A Georgia auto repair shop that went viral last year for allegedly giving a former employee his final paycheck in thousands of oil-covered pennies, requiring nearly seven hours of cleaning, is now being sued by the Department of Labor.

A OK Walker Autoworks and its owner, Miles Walker, in Peachtree City are accused of unlawfully retaliating against Andreas Flaten with the greasy penny payment and of publishing defamatory comments about him online after Flaten contacted the department early last year about not receiving his final paycheck.

The business, located southwest of Atlanta, is further accused in the lawsuit filed Dec. 30 of failing to pay its employees overtime since at least April 5, 2019, and of failing to keep adequate and accurate records of employees’ pay rates and work hours, as required by law.

Flaten, in an email to HuffPost on Tuesday, described himself as “pleasantly surprised” by the Labor Department’s filing.

“At first I didn’t think I would ever see my final pay. Then the oily pennies were dumped and honestly thought he would be able to pull a stunt like that and get away with that,” he said. “So I’m very glad to see the DOL stepped up because no one deserves to be treated like that, especially when they were leaving to better themselves and tried to leave the right way.”

Flaten contacted the Labor Department on Jan. 26 of last year to report the business withholding his last paycheck after he quit in November. A representative with the department’s Wage and Hour Division contacted the auto repair shop about the missing paycheck and was told that Flaten would not receive it, according to the lawsuit.

Walker shortly after had a change of heart, however, and decided to pay Flaten what he was owed — but in pennies, the suit claims.

“How can you make this guy realize what a disgusting example of a human being he is … [Y]ou know what? I’ve got plenty of pennies; I’ll use them,” Walker is quoted in the lawsuit as saying.

Nearly two months after Flaten contacted authorities, Walker dumped approximately 91,500 pennies on Flaten’s driveway on March 12 along with a copy of his paystub and “an expletive written on the outside,” the lawsuit states.

The department said it took nearly seven hours to clean the pennies, which were covered in oil and stained his driveway.

“Workers are entitled to receive information about their rights in the workplace and obtain the wages they earned without fear of harassment or intimidation.”

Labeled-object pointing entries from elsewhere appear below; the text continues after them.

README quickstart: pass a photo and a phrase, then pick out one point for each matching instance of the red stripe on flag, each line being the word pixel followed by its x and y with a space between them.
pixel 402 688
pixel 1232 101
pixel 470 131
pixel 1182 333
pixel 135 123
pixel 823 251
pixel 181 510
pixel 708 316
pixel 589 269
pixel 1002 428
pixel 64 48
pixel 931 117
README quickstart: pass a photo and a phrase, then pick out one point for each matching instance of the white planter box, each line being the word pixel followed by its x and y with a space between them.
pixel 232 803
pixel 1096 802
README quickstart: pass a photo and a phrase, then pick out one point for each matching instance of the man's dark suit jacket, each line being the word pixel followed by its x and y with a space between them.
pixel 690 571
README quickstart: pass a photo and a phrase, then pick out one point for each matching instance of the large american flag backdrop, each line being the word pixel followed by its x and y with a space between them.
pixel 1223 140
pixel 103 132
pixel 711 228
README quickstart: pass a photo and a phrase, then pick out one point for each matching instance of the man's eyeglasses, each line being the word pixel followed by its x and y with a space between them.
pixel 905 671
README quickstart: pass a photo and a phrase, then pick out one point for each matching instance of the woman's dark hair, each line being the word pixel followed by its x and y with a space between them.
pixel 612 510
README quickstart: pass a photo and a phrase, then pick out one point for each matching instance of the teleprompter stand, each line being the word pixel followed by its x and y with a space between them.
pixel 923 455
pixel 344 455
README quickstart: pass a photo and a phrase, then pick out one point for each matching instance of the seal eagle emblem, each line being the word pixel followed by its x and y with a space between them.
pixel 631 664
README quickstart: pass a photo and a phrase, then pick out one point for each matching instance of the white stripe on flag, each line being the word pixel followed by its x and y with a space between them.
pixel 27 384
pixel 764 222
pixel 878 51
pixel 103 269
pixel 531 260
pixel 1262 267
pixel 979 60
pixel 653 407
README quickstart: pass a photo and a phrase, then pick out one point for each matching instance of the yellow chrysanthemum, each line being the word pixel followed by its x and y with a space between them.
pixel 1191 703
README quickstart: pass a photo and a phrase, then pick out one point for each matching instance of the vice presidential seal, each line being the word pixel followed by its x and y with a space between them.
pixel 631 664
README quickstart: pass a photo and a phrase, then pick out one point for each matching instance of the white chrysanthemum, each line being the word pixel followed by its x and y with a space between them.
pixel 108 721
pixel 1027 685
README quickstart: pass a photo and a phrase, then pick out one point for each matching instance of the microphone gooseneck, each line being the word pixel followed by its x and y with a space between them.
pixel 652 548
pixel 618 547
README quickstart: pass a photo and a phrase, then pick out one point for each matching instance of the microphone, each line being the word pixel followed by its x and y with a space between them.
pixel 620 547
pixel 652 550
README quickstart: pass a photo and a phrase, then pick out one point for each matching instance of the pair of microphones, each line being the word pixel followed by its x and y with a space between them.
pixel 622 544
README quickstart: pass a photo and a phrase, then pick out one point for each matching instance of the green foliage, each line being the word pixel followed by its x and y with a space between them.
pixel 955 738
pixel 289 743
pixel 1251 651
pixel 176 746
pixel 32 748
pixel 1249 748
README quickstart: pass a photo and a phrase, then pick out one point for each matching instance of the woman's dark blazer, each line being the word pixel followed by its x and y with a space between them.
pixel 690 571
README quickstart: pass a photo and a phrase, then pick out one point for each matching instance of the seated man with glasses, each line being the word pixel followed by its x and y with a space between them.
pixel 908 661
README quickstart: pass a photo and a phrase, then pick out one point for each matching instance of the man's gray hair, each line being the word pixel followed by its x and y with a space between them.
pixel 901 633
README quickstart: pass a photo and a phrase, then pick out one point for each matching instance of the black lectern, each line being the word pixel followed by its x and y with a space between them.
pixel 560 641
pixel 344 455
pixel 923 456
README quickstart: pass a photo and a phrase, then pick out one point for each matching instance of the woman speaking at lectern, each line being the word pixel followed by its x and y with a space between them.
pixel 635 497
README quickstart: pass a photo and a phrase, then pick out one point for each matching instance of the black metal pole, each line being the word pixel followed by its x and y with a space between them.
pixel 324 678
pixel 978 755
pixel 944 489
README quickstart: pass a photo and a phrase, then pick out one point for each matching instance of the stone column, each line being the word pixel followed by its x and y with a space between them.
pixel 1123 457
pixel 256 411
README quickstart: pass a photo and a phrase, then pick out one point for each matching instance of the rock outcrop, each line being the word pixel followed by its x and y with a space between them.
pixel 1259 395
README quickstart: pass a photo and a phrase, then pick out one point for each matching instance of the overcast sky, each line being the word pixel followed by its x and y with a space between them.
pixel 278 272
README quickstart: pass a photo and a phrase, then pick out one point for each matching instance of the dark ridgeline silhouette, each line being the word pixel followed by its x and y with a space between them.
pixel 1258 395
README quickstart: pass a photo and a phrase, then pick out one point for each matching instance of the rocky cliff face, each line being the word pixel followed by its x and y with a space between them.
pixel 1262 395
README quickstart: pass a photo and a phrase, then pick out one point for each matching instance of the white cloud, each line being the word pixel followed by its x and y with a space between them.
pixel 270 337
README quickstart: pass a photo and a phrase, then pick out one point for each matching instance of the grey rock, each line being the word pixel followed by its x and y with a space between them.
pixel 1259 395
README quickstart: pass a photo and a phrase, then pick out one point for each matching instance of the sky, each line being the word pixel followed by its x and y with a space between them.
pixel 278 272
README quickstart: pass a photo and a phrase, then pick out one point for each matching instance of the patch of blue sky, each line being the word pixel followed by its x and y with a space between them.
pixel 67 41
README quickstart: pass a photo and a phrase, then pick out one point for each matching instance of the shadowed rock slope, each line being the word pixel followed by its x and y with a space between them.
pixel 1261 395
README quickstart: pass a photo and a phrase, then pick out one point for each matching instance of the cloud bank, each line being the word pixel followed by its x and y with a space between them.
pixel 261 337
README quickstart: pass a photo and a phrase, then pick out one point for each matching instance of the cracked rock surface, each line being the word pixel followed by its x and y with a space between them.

– DOL Wage and Hour Division District Director Steven Salazar in Atlanta

The auto shop defended its actions in a statement posted to its website and said that “no one employed” by the shop put oil on the pennies, going on to suggest that the former employee did that himself “to make this more explosive.”

“Unfortunately, by law, we cannot disclose his short comings. Let us just say that maybe he stole? Maybe he killed a dog? Maybe he killed a cat? Maybe he was lazy? Maybe he was a butcher? Maybe he liked self-gratifying himself in clients’ cars?” the post, which was recently removed from the shop’s website, stated of the former employee.

The post went on to insist that its actions were not a “big deal” since the former employee was ultimately paid in cash. It blamed “the lame-stream media” for amplifying the story and suggested people instead focus their attention on taking “a stand against the tyranny of an overbearing government.”

The auto shop did not immediately respond to HuffPost’s request for comment Tuesday.

Flaten told HuffPost that he has not had contact with the auto shop since the incident and would like to keep it that way. He said he has directly heard from other former employees who have alleged similar toxic abuse while working at the shop, including claims of withheld final paychecks. He encouraged other workers, regardless of their place of employment, to reach out to the Labor Department if they have concerns about their pay and treatment.

“They really do help and there are laws that are in place to protect you in instances like this,” he said.

Steven Salazar, district director of the DOL’s Wage and Hour Division in Atlanta, also encouraged workers to reach out if they have concerns.

“By law, worker engagement with the U.S. Department of Labor is protected activity,” he said in a statement. “Workers are entitled to receive information about their rights in the workplace and obtain the wages they earned without fear of harassment or intimidation.”